Using LSTMs to aid professional translators

Darren Cook (QQ Trend)
17:2518:05 Wednesday, 23 May 2018
Data science and machine learning, Emerging technologies and case studies
Location: Capital Suite 13 Level: Intermediate
Secondary topics:  Text and Language processing and analysis

Who is this presentation for?

  • Data scientists and computational linguists

What you'll learn

  • Explore design patterns for integrating LSTMs and similar bleeding-edge technology into practical NLP applications
  • Understand what is currently possible (and what is unrealistic) in the realm of machine translation

Description

Completely automatic machine translation still has a long way to go to achieve professional quality, particularly in the challenging language pairs such as Japanese and English. QQ Trend has been working with a professional translation company to use the latest machine learning technology and the latest NLP technology to improve its efficiency. In other words, this is machine learning in partnership with a human professional—not trying to replace them.

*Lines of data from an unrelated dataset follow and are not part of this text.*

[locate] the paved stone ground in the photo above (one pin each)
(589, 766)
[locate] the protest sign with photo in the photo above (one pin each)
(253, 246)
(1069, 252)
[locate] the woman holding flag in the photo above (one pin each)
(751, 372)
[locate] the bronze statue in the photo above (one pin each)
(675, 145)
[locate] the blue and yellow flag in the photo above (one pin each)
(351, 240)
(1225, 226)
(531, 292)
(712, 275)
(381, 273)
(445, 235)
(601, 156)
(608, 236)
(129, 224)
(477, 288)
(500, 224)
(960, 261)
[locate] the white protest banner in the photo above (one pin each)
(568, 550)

Darren Cook demonstrates how to use LSTMs to tackle translation, focusing on one of the most difficult language pairs: Japanese to English. Darren covers the core technologies, practical issues when integrating them with the latest tokenizers, dictionaries, structured data sources, unstructured data sources, and customer style sheets, and the solution’s performance and platform portability. He also explains how to adapt the solution to new terminology or the translator’s preferred vocabulary and writing style.

Photo of Darren Cook

Darren Cook

QQ Trend

Darren Cook is a director at QQ Trend, a financial data analysis and data products company. Darren has over 20 years of experience as a software developer, data analyst, and technical director and has worked on everything from financial trading systems to NLP, data visualization tools, and PR websites for some of the world’s largest brands. He is skilled in a wide range of computer languages, including R, C++, PHP, JavaScript, and Python. Darren is the author of two books, Data Push Apps with HTML5 SSE and Practical Machine Learning with H2O, both from O’Reilly.